You are all cordially invited to the AMLab seminar at **Tuesday June 7 at 16:00 in C3.163**, where** Thijs van Ommen** will give a talk titled “**Robust probability updating**”. Afterwards there are the usual drinks and snacks!

**Abstract**: In the well-known Monty Hall problem, a car is hidden behind one of three doors, and the contestant wants to compute the probabilities of where the prize is hidden given partial information (a ‘message’) from the quizmaster. Most analyses of this problem assume that the quizmaster uses a fair coin flip to decide what message to give, whenever he has a choice. We don’t make this assumption, but instead use game theory to find a strategy for the contestant that works well against any strategy the quizmaster might use.
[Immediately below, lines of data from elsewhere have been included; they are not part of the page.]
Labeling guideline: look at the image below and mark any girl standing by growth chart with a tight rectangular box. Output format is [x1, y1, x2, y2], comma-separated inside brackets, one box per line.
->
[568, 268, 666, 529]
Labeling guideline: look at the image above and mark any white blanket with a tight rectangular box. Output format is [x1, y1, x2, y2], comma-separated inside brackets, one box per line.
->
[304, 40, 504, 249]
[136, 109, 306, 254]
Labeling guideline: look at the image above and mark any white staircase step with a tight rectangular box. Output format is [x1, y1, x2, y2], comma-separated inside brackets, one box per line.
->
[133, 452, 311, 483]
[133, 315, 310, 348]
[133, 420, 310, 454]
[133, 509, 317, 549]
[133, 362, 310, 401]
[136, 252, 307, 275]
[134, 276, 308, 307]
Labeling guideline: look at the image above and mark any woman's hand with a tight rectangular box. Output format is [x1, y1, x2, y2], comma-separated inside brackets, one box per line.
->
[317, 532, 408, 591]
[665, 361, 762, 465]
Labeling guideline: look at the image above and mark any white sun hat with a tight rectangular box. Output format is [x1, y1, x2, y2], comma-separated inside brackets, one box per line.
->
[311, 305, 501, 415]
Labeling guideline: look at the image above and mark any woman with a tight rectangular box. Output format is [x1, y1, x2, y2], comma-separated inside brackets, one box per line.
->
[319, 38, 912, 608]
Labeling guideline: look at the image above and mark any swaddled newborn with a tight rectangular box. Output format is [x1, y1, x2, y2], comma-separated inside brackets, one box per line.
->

With this approach, we can also deal with a large generalization of the problem: to any finite number of doors, with any initial distribution of the winning door, and with an arbitrary set of messages (subsets of doors) from which the quizmaster can choose. In Bayesian terms, this translates to computing a posterior distribution without knowing the full joint distribution. It turns out that in general, the optimal strategies for both players in this game depend on the loss function used to evaluate the contestant’s posterior distribution. However, for certain classes of message sets, there is a single optimal posterior that does not depend on the loss function, so that we obtain an objective and general answer to how one should update probabilities in the light of new information.